News of Llama 4‘s release unexpectedly came out of Meta on Saturday, 5 April.

If the decision to release a major model on a weekend strikes you as odd, you’re not alone. The timing caught everyone off guard and partially buried the announcement in the following week’s news cycle.

Meta’s new open-weight LLM does have its strengths. Llama 4 is multimodal, which means it can handle images, audio, and other modalities. It comes in three flavors, Llama 4 Behemoth, Maverick, and Scout, which have different sizes and strengths. Llama 4 Scout also boasts a huge context window of up to 10 million tokens. Tokens are the small units of text that LLMs process and gneerate, and the context window is the number of tokens a model can process at once. A larger context window helps the model “remember” and work with larger amounts of text in a single session. Most models have a context window of one million tokens or less.

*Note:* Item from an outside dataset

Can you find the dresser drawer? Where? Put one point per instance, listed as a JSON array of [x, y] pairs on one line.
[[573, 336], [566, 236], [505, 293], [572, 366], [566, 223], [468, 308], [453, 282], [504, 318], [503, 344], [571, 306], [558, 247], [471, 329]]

But reception took a turn for a worse when critics noticed Meta’s sly approach to ranking on LMArena, a site that ranks LLMs based on user votes. The specific Llama 4 model that Meta used for the rankings wasn’t the same model available as part of its general release. In a statement, LMArena said Meta provided “a customized model to optimize for human preference.”

Meta also caught flak for its boast about Llama 4 Scout’s 10-million-token context window. While this figure appears to be technically accurate, a benchmark of long-context performance found that Llama 4 lagged behind competitive models.

Meta also didn’t release a Llama 4 “reasoning” or “thinking” model and held back smaller variants, though Meta says a reasoning model will become available.

“They deviated from the norm of a more systematic release, where they have all their ducks in a row,” says Ben Lorica, founder of the AI consulting company Gradient Flow. “This seems like they wanted to reassure people they have a new model, even if they don’t have all the components, like a reasoning model and smaller versions.”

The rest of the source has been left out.